Bill was out in the blind and I was at the drawing table inside when we heard that sickening BONK that means something has brained itself on the glass. We're so attuned to it after 7 years that we can tell which window it's hit by where the bonk comes from, and the pitch of it. A big window makes a deeper BONK. I always jump up and go digging in the flower beds for the poor thing, to see if I can help, or at least take it out of the way of predatory chipmunks (like Bob.)
You never know what the bird is going to be. You always hope it's not badly hurt.
Sometimes, what you find takes your breath away. Oh.We get one or two yellow-throated warblers here every year. This is a big, robust warbler with a long, slightly decurved bill, large clinging feet, and strong legs.
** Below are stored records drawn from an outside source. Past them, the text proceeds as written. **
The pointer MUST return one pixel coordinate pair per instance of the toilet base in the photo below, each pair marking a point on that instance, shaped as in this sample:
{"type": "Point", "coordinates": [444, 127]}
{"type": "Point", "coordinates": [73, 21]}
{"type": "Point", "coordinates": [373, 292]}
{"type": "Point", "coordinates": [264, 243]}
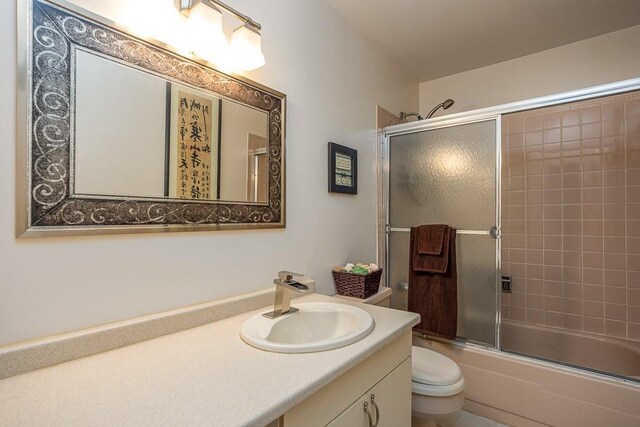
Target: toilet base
{"type": "Point", "coordinates": [420, 422]}
{"type": "Point", "coordinates": [429, 407]}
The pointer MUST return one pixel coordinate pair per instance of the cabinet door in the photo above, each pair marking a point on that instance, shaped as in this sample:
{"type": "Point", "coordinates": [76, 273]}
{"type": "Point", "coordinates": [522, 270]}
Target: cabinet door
{"type": "Point", "coordinates": [393, 397]}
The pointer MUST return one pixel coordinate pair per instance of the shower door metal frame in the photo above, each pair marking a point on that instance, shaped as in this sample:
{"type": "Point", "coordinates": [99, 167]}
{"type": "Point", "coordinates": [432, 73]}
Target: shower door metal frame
{"type": "Point", "coordinates": [399, 130]}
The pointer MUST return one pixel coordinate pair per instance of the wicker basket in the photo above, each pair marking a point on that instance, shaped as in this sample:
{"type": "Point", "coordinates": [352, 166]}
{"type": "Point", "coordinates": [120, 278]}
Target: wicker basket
{"type": "Point", "coordinates": [357, 285]}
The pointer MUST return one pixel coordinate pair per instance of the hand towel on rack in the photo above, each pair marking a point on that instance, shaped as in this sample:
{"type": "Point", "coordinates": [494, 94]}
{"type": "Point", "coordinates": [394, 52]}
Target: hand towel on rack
{"type": "Point", "coordinates": [430, 263]}
{"type": "Point", "coordinates": [431, 239]}
{"type": "Point", "coordinates": [433, 293]}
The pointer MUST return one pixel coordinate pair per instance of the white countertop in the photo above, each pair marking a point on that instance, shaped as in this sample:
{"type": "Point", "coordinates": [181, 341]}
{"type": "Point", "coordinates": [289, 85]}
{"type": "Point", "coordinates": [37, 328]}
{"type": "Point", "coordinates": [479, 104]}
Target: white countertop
{"type": "Point", "coordinates": [201, 376]}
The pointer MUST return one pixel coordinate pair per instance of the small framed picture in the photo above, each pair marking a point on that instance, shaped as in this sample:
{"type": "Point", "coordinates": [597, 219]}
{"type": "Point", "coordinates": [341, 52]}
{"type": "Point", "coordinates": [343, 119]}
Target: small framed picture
{"type": "Point", "coordinates": [343, 169]}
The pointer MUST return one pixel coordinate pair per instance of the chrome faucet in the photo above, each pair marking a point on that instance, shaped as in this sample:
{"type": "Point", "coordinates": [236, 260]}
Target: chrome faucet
{"type": "Point", "coordinates": [286, 283]}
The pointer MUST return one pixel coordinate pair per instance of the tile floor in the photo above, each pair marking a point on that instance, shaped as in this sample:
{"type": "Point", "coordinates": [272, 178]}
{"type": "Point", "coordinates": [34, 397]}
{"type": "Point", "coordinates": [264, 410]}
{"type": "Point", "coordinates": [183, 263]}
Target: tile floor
{"type": "Point", "coordinates": [467, 419]}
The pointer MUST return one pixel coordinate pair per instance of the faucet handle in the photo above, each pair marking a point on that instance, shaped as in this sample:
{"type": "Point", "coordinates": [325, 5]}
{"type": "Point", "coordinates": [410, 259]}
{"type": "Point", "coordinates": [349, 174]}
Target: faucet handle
{"type": "Point", "coordinates": [288, 275]}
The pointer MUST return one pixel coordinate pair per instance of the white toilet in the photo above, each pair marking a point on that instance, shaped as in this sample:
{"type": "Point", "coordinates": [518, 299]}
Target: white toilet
{"type": "Point", "coordinates": [437, 386]}
{"type": "Point", "coordinates": [437, 383]}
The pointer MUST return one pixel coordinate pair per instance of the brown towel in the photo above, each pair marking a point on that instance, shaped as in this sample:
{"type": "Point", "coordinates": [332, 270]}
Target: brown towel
{"type": "Point", "coordinates": [435, 295]}
{"type": "Point", "coordinates": [430, 263]}
{"type": "Point", "coordinates": [431, 239]}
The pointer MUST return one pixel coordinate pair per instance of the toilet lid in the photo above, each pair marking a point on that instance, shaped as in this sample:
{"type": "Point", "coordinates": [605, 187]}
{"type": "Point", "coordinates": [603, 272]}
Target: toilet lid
{"type": "Point", "coordinates": [429, 367]}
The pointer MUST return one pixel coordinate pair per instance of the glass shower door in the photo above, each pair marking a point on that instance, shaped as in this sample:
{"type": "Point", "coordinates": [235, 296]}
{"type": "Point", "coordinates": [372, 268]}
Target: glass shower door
{"type": "Point", "coordinates": [448, 175]}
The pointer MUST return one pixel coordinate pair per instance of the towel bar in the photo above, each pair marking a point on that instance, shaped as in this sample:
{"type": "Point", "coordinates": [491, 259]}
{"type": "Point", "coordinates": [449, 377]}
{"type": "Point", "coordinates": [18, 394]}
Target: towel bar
{"type": "Point", "coordinates": [478, 232]}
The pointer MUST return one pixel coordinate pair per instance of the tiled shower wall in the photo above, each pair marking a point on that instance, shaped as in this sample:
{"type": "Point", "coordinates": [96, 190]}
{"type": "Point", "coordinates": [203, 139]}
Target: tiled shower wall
{"type": "Point", "coordinates": [571, 216]}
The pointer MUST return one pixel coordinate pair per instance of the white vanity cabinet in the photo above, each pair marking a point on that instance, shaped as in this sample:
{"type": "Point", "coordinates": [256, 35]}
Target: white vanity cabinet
{"type": "Point", "coordinates": [386, 375]}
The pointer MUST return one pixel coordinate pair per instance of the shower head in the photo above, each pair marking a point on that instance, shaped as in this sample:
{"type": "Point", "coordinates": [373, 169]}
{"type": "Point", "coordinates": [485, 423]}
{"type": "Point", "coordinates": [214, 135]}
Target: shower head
{"type": "Point", "coordinates": [403, 116]}
{"type": "Point", "coordinates": [445, 105]}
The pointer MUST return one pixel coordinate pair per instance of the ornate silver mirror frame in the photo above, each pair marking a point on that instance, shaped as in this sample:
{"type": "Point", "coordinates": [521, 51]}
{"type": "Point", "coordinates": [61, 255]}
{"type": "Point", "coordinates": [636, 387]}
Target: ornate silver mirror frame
{"type": "Point", "coordinates": [49, 34]}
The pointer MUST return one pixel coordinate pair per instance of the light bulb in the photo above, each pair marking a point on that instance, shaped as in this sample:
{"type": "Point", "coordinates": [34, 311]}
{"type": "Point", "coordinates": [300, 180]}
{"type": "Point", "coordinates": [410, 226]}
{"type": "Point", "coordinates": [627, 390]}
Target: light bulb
{"type": "Point", "coordinates": [245, 49]}
{"type": "Point", "coordinates": [207, 39]}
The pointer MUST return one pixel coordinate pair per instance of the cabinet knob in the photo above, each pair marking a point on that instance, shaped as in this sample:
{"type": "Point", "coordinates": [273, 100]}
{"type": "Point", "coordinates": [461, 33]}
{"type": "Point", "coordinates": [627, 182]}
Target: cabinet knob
{"type": "Point", "coordinates": [366, 410]}
{"type": "Point", "coordinates": [375, 405]}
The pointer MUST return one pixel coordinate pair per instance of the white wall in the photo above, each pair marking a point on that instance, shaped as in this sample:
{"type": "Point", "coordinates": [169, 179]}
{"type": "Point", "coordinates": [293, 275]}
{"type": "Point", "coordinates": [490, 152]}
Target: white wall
{"type": "Point", "coordinates": [333, 80]}
{"type": "Point", "coordinates": [238, 122]}
{"type": "Point", "coordinates": [117, 140]}
{"type": "Point", "coordinates": [604, 59]}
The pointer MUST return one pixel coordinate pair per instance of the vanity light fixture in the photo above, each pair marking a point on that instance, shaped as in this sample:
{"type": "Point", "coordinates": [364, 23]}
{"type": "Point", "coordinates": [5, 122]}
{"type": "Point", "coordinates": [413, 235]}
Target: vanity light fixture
{"type": "Point", "coordinates": [244, 52]}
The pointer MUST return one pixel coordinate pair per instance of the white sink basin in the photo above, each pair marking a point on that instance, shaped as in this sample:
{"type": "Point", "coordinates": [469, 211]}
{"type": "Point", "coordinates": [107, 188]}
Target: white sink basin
{"type": "Point", "coordinates": [318, 326]}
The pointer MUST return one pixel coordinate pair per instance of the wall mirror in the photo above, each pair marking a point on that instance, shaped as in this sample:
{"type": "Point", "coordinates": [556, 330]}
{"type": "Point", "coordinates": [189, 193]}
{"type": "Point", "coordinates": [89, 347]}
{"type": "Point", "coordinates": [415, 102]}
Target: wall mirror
{"type": "Point", "coordinates": [121, 135]}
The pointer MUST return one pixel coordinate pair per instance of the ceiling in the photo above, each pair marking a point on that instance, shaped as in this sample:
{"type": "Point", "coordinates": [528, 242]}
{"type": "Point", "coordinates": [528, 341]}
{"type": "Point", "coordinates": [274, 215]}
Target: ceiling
{"type": "Point", "coordinates": [436, 38]}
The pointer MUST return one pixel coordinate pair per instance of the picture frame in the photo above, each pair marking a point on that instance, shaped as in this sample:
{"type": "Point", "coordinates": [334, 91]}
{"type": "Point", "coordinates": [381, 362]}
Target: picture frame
{"type": "Point", "coordinates": [343, 169]}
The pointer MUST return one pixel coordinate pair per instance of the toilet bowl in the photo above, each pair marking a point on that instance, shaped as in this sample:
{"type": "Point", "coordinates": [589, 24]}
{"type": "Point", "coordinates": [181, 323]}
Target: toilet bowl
{"type": "Point", "coordinates": [437, 385]}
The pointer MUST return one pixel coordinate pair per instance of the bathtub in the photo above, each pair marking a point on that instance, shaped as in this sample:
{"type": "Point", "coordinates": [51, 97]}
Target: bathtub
{"type": "Point", "coordinates": [613, 356]}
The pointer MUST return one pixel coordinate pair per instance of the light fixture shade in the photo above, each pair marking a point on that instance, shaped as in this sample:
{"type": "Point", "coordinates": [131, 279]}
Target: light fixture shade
{"type": "Point", "coordinates": [207, 40]}
{"type": "Point", "coordinates": [245, 49]}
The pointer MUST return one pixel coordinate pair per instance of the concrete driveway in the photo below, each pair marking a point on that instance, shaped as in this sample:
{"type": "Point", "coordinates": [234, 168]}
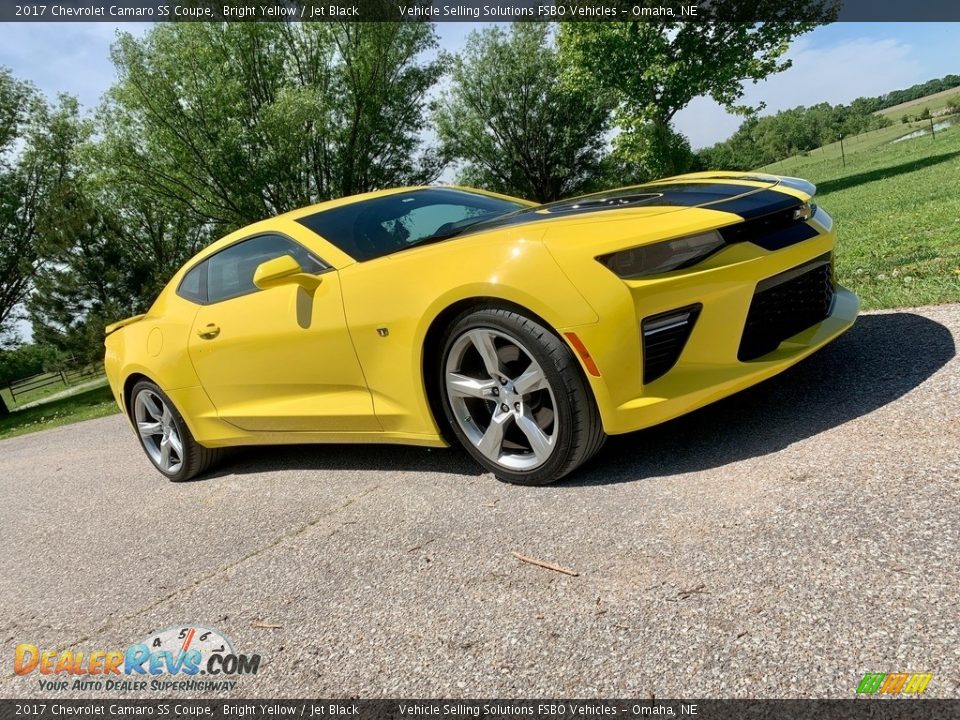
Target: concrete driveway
{"type": "Point", "coordinates": [780, 543]}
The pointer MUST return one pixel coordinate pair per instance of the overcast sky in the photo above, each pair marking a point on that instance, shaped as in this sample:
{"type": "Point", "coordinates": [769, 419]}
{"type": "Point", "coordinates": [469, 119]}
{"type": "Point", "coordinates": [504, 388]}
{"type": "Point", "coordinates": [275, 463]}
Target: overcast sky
{"type": "Point", "coordinates": [836, 63]}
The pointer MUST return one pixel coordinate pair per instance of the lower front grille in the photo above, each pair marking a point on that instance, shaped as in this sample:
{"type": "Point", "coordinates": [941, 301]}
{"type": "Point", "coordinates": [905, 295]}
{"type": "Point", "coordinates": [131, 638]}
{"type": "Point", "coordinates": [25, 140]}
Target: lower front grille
{"type": "Point", "coordinates": [787, 304]}
{"type": "Point", "coordinates": [664, 337]}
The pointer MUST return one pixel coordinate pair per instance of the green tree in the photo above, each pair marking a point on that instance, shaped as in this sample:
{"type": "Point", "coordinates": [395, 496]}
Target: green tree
{"type": "Point", "coordinates": [34, 163]}
{"type": "Point", "coordinates": [233, 122]}
{"type": "Point", "coordinates": [650, 71]}
{"type": "Point", "coordinates": [510, 121]}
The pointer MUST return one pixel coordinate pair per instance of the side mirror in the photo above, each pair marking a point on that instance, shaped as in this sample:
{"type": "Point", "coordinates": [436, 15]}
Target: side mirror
{"type": "Point", "coordinates": [284, 270]}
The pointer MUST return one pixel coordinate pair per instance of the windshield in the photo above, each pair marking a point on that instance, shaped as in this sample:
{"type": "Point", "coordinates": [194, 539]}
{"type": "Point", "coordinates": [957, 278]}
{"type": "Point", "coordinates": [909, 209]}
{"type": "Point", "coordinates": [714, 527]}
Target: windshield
{"type": "Point", "coordinates": [369, 229]}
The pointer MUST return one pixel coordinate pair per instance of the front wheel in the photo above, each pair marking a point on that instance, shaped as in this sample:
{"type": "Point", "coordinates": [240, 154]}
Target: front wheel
{"type": "Point", "coordinates": [164, 435]}
{"type": "Point", "coordinates": [516, 398]}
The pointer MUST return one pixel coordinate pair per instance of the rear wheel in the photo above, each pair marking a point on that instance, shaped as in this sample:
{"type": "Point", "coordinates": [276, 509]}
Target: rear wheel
{"type": "Point", "coordinates": [516, 398]}
{"type": "Point", "coordinates": [164, 435]}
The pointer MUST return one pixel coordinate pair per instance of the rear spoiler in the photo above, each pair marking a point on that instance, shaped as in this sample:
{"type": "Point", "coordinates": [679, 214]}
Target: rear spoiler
{"type": "Point", "coordinates": [113, 327]}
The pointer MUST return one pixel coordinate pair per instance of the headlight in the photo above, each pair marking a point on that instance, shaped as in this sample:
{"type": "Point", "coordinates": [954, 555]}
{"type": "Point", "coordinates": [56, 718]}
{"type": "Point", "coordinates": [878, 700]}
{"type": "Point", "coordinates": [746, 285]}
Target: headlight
{"type": "Point", "coordinates": [662, 257]}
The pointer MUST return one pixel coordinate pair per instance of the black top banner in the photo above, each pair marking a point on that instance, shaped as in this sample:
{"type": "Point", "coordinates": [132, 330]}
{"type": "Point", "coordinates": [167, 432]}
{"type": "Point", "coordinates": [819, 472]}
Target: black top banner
{"type": "Point", "coordinates": [659, 11]}
{"type": "Point", "coordinates": [450, 709]}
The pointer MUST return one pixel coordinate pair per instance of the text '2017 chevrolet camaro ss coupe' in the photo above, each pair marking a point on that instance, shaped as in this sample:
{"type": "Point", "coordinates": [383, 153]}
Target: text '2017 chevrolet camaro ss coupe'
{"type": "Point", "coordinates": [527, 333]}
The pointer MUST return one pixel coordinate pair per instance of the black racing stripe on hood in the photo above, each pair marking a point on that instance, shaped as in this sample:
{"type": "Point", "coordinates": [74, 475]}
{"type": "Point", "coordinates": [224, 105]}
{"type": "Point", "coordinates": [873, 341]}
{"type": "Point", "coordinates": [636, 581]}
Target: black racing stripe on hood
{"type": "Point", "coordinates": [737, 199]}
{"type": "Point", "coordinates": [758, 204]}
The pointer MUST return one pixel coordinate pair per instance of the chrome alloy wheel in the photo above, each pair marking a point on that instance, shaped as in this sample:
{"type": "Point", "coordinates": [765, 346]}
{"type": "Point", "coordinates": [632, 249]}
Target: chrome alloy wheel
{"type": "Point", "coordinates": [501, 399]}
{"type": "Point", "coordinates": [158, 430]}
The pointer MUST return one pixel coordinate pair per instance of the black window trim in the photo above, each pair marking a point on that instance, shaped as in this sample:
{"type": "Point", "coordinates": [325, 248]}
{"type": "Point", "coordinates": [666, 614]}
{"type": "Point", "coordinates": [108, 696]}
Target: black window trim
{"type": "Point", "coordinates": [203, 277]}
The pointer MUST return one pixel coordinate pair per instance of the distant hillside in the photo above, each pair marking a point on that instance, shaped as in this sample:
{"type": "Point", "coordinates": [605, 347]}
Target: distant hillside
{"type": "Point", "coordinates": [763, 140]}
{"type": "Point", "coordinates": [915, 92]}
It hitches around on the trunks and limbs of sycamores like a black-and-white warbler, and nests in natural cavities. (One of only a couple of warblers that do nest in cavities; the other being the prothonotary.) They nest sparingly right in the center of Marietta, which, as a river town, has lots of huge holey sycamores. They nest all up and down the hollers and runs near us, the low-lying ones with sycamores. I wish this bird were still called the sycamore warbler. It's so hard to keep from confusing it with the common yellowthroat, in name at least. All apologies to Geothlypis trichas, this bird has it outclassed six ways to Sunday in the beauty realm, don't you think?
Usually, we see them in fall, and they are almost always in a weird place--in the bird bath, on the deck railing, climbing up the beige stone chimney (which I think looks like a sycamore trunk to them), and once inspecting the LEG OF A TRIPOD we were using!!
This one was in a pile beneath the studio window. Rats, rats, rats, rats. Please be OK.
Might as well give you a good preen and fluff while you're down for the count. I have a feeling we'll be taking some pictures of you. There's Bill's doghouse blind behind me. He was trying for some bathing beauties, but never dreamt he'd see this.photo by Bill Thompson III
Of course the first call that went out was for the kids to come see what the window had wrought. Ohhhhhh! What a pretty bird! Is he going to be OK?photo by BT3
Gradually, he began to come around, and realized that Zick's fingers were not where he wanted to be. He moved up into one of the birches, higher and higher. You would have to be the most beautiful warbler on the planet, wouldn't you? Do you like butter?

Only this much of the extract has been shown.